ALBA Sono ben sette i lavoratori in nero scoperti dai Carabinieri del Nucleo Carabinieri Ispettorato del Lavoro (NIL) di Cuneo lo scorso fine settimana ad Alba: quattro nello stesso bar del Centro Storico, attività commerciale che è stata sospesa per aver occupato il 100% dei lavoratori senza regolare contratto. Questo provvedimento viene applicato quando la ditta occupa personale senza regolare contratto in percentuale pari o superiore al 20%; la sospensione cessa quando il datore di lavoro ne ottiene la revoca, dopo aver regolarizzato l’assunzione dei dipendenti e pagato la sanzione che gli è stata comminata. In un altro esercizio pubblico i Carabinieri hanno trovato un lavoratore in nero; due collaboratori senza contratto operavano invece in uno stand della Fiera del Tartufo.

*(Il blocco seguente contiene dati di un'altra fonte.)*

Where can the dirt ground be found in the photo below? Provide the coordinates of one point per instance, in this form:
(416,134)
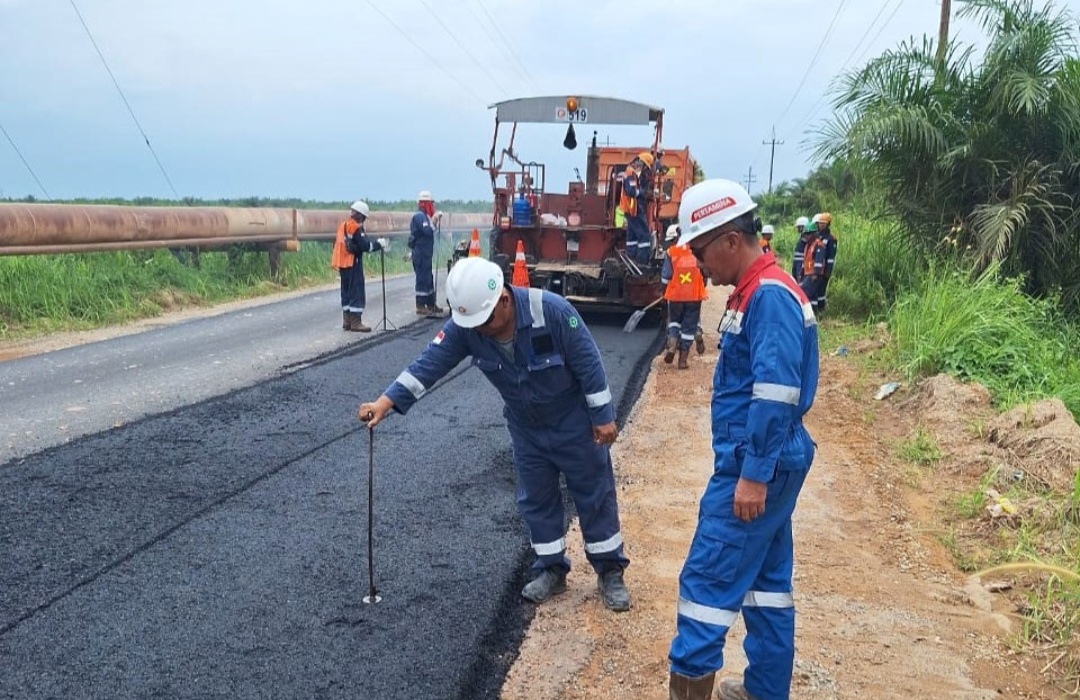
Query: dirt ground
(882,613)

Due titolari di attività – fra cui quella che impiegava tutti lavoratori in nero – sono stati deferiti alla Procura di Asti per l’installazione di impianti di videosorveglianza non autorizzati e sanzionati per violazioni relativi all’impiego di lavoratori irregolari.  Ai trasgressori sono state inoltre elevate complessivamente sanzioni amministrative per circa 30mila euro e ammende per oltre 800 euro.

I controlli, come pubblicato nel pomeriggio da Gazzetta sono stati condotti congiuntamente ai Carabinieri Forestali del Nucleo Investigativo ambientale e agroalimentare (NIPAAF).